Johnsonv.Johnson

Court of Appeals of Ohio, Knox CountyJun 21, 1993
88 Ohio App. 3d 329 (Ohio Ct. App. 1993)
88 Ohio App. 3d 329623 N.E.2d 1294

No. 92-CA-32.

Decided June 21, 1993.

Appeal from the Knox County Court of Common Pleas.

Thom L. Cooper Co., L.P.A., and Thom L. Cooper, for appellant.

Martha C. Johnson, pro se.


The parties to this action, appellee Martha C. Johnson and appellant Edward L. Johnson were granted a divorce by the Knox County Court of Common Pleas on March 28, 1988, after a marriage in excess of thirty years. As a part of the divorce entry, appellant was ordered to pay appellee $210 per month alimony beginning March 1, 1988, and said alimony was to continue during her life or until her death, remarriage, or cohabitation with another man. The court did not reserve jurisdiction to modify this spousal support award.

In January 1989, appellant suffered a heart attack and underwent heart surgery, and has been totally disabled since that time. His income has obviously been reduced and is approximately forty-eight percent of his 1988 income.

On November 9, 1992, the Knox County Court of Common Pleas filed an entry indicating that the court did not have jurisdiction to modify the spousal support order as requested by motion of the appellant. On December 7, 1992, the appellant filed his notice of appeal.

The appellant cites one assignment of error:

"The trial court erred to the prejudice of the plaintiff-appellant by refusing to hear the plaintiff-appellant's motion for modification of spousal support in that the trial court should have reserved jurisdiction in the original judgment decree of divorce to modify spousal support where there exists the possibility that circumstances will change in such a fashion as to require modification of said spousal support at a later date."

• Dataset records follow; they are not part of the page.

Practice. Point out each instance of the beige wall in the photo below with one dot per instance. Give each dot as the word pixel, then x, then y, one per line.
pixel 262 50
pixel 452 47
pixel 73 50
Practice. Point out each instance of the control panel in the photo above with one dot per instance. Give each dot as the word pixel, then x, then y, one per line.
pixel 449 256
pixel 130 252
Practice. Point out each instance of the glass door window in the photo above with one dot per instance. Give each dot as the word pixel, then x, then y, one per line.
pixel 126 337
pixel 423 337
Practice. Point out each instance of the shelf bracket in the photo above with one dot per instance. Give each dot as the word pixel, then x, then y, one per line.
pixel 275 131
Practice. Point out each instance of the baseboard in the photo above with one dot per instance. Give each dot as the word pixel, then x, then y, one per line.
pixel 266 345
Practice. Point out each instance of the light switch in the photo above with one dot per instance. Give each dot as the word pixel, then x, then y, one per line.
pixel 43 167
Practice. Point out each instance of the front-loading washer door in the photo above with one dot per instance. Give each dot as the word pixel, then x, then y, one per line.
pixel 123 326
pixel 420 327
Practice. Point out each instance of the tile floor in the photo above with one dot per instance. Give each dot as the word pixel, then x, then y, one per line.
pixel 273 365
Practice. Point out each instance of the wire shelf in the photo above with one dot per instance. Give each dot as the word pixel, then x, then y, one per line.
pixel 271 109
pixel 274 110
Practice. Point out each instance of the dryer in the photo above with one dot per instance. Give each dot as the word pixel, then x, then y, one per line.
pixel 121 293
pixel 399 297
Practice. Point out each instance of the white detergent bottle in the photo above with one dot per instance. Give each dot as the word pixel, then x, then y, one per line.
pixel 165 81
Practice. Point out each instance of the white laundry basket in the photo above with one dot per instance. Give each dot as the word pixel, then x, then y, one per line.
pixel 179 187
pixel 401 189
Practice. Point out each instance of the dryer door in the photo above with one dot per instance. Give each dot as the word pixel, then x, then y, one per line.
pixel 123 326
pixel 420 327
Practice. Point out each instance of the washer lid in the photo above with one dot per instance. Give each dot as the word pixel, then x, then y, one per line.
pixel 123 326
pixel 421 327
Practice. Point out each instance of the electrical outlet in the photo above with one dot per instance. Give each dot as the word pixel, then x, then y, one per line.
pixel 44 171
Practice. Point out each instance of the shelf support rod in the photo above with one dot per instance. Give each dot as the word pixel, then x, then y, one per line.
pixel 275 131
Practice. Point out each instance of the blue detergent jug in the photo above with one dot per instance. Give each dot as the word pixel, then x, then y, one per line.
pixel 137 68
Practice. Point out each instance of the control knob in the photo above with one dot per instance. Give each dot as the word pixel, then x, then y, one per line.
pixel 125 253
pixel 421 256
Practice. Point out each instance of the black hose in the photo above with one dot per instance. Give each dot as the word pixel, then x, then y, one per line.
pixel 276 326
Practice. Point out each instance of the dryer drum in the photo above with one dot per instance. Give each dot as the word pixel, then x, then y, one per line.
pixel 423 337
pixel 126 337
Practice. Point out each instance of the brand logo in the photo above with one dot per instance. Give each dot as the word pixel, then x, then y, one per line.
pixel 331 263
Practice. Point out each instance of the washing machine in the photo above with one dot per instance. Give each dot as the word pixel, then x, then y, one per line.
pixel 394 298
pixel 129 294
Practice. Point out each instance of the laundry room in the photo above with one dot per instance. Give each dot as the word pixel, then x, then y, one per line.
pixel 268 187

The trial court in its judgment of November 9, 1992, relied upon R.C. 3105.18(E) and (E)(1):

"If a continuing order for periodic payments of money as alimony is entered in a divorce or dissolution of marriage action that is determined on or after May 2, 1986, and before January 1, 1991, or if a continuing order for periodic payments of money as spousal support is entered in a divorce or dissolution of marriage action that is determined on or after January 1, 1991, the court that enters the decree of divorce or dissolution of marriage does not have jurisdiction to modify the amount or terms of the alimony or spousal support unless the court determines that the circumstances of either party have changed and unless one of the following applies:

"(1) In the case of a divorce, the decree or a separation agreement of the parties to the divorce that is incorporated into the decree contains a provision specifically authorizing the court to modify the amount or terms of alimony or spousal support."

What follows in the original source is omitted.